Abstract

This research describes the views on the existed mechanism of the federal deposit insurance in the United States. It criticizes this deposit insurance system is so much involved with the circumvention from the government, exploiting deeply the government’s reserves that contributed by the U.S. taxpayers, possibly causing the conflicts of interests in the bank’s corporate governance, hardly ending the government’s bailouts in future’s crisis, and incidentally nationalizing of private banks. The herein analysis explains how the lack of a risk-reducing mechanism in the existed federal deposit insurance system nurtures the moral hazard in banking industry, critically contributes to the addressed problems.
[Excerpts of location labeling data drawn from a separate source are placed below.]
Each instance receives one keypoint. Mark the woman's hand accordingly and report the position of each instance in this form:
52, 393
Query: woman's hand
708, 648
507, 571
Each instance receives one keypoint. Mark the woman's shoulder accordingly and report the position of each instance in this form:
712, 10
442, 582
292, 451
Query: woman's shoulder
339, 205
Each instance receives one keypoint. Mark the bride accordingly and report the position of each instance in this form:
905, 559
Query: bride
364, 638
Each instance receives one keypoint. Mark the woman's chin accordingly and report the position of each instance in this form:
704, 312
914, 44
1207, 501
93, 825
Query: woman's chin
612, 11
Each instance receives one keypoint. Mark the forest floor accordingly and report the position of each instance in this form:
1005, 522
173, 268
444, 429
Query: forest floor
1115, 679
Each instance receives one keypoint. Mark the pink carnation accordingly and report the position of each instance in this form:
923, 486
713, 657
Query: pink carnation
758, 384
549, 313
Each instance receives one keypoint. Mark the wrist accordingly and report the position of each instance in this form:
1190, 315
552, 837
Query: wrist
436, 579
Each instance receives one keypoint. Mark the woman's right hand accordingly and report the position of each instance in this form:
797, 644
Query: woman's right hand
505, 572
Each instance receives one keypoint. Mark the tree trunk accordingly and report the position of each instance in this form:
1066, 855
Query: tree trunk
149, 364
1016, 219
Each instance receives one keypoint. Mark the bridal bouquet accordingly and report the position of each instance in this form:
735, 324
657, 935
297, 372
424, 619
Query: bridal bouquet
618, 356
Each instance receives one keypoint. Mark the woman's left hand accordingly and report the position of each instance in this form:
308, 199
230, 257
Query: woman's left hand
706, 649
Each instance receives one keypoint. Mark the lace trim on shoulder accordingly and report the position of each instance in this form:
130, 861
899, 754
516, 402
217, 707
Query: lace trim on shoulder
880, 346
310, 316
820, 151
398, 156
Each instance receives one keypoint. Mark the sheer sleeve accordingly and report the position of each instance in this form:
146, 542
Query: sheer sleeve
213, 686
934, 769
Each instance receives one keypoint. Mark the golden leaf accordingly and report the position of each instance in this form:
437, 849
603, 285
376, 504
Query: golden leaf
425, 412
It further discusses on the government’s circumvention to the banking system through the federal deposit insurance likely illustrates a step the government made into the alliance of itself and the businesses. On the other hand, such circumvention also makes the banks extremely distinctive with extraordinary privileges despite fact the banks are generally the business entity like any and all other private entrepreneurs in the U.S. As a result, this research is aim at introducing a solution to not only protect the legitimate rights of depositors, but also to push the banks back to their private business environment, in equal to other business sectors. The solution further aims to prevent the depletion of American taxpayers’ money used by the government in rescuing banks. So this research’s first part briefly describes typical characters of the existed mechanism of the federal deposit insurance. The second part subjectively addresses the remained problems in the existed system deposit insurance. This research introduces in its third part a solution of having private insurers to cushion in federal deposit insurance, before allowing the insured depositors reach up the federal insurance funds, and making a buffer to the alliance of the government and the businesses.